Però rimane l’impressione che percorsi del genere si adattino di più alle tue caratteristiche.
«Per il momento sì, non c’è dubbio. Sui tracciati misti mi trovo più a mio agio, mi muovo bene e non mi manca niente per provare a vincere: posso dire la mia sulle salite di breve e media durata e ho un buon spunto veloce. Però non bisogna sprecare troppe occasioni: e a Pinerolo, per dirne un’altra, ho imboccato il muro troppo distante dai primi. Peccato, ma è tutta esperienza».
In definitiva, ti reputi un corridore da corse a tappe?
«Questo lo dirà il tempo, però le basi potrebbero esserci. Essere entrato tra i primi venti tanto a Santa Caterina Valfurva quanto in classifica generale può voler dire qualcosa. E poi ho notato che recupero molto bene: al Giro mi sentivo abbastanza bene, altrimenti non avrei chiuso l’ultima tappa al quinto posto. Se riuscissi a migliorare sulle lunghe salite, allora il discorso si farebbe interessante».
Cassani sostiene che ai nostri dilettanti servirebbe un confronto internazionale più costante. Sei d’accordo?
«Come si fa a dargli torto? Cassani ha ragione. I miei coetanei stranieri hanno una mentalità diversa, direi più professionistica: sanno come allenarsi da soli, partecipano a poche corse ma buone, sono più abituati allo sforzo ripetuto delle corse a tappe. In Italia si fanno molte gare regionali e nazionali su percorsi modesti. E’ vero che il ritmo lo decidono i corridori, quindi si può fare fatica anche in pianura: ma poi non lamentiamoci se sul Fauniera soffriamo».
Quali grandi appuntamenti estivi hai messo nel mirino?
«Considerando le mie caratteristiche, mi piacerebbe correre da protagonista a Poggiana e a Capodarco. Sono due classiche calde, dure e molto prestigiose: essendo al terzo anno devo anche mettermi in mostra per guadagnarmi il passaggio tra i professionisti».
A tal proposito pensi che Amadori possa coinvolgerti in nazionale?
«Me lo auguro. So che mi segue con attenzione e di questo posso soltanto ringraziarlo. Dopo il 2° posto a Peveragno è venuto a farmi i complimenti. Abbiamo un buon rapporto, ci teniamo in contatto, ma ad oggi non so ancora se parteciperò a qualche grossa corsa come l’europeo o l’Avenir. Inutile dire che mi farebbe piacere, considerando anche i percorsi che verranno affrontati».

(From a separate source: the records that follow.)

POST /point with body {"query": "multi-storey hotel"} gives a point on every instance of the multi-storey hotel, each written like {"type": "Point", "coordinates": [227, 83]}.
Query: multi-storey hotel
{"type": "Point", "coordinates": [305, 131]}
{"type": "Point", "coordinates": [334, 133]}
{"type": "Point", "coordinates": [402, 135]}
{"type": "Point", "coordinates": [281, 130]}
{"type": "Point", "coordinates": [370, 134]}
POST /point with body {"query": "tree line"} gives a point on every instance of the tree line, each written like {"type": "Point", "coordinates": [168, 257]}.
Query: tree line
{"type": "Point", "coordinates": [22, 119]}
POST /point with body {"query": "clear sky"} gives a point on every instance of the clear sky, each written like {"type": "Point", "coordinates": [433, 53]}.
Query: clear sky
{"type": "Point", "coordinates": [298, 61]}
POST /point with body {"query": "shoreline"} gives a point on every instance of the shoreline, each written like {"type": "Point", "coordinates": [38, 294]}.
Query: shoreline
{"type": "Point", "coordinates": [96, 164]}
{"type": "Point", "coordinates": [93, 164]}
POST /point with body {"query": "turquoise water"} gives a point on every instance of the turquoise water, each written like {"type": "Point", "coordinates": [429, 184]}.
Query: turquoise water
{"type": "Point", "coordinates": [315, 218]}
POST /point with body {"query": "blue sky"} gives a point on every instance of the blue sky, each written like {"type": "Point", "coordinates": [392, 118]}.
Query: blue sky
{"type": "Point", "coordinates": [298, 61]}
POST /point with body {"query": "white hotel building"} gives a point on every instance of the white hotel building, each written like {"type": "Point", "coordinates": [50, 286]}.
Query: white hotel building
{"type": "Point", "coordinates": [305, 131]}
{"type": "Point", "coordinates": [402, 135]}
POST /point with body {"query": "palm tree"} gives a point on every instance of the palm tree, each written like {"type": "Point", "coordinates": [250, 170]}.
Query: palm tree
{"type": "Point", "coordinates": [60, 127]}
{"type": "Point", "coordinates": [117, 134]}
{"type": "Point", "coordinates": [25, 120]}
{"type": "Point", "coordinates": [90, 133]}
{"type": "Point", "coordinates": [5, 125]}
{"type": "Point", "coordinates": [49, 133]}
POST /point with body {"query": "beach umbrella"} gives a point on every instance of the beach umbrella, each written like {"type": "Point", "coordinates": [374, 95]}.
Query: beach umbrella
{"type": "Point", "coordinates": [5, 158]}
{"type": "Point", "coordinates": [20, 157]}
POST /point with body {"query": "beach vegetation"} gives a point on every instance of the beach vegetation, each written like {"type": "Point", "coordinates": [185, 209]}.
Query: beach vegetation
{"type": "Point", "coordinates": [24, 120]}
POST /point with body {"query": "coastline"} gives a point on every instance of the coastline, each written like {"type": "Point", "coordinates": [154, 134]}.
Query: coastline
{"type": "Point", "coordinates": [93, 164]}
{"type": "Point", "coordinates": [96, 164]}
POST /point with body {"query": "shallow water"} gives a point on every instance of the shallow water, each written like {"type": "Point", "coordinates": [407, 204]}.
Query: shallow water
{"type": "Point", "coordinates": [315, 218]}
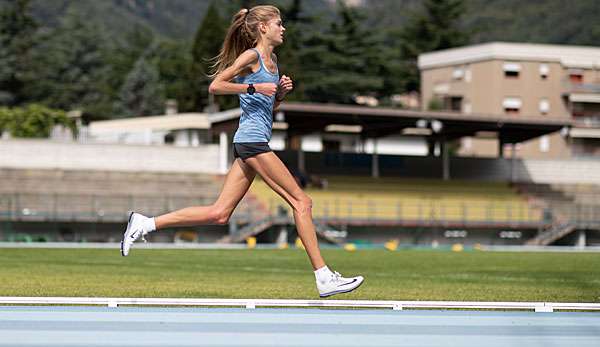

Che aria si respira quest’anno nella Colpack? Sentite la responsabilità di riconfermarvi dopo l’eccezionale stagione passata?
«Sapevamo che sarebbe stato praticamente impossibile, corridori come Ayuso e Baroncini non passano tutti i giorni. Un po’ di pressione c’è, è normale, siamo consapevoli di correre in una grande squadra, però devo dire che Valoti e gli sponsor ci lasciano abbastanza sereni. La verità è che stiamo cercando di centrare quel successo che ci permetterebbe di invertire la rotta e di guadagnare fiducia per la seconda parte della stagione».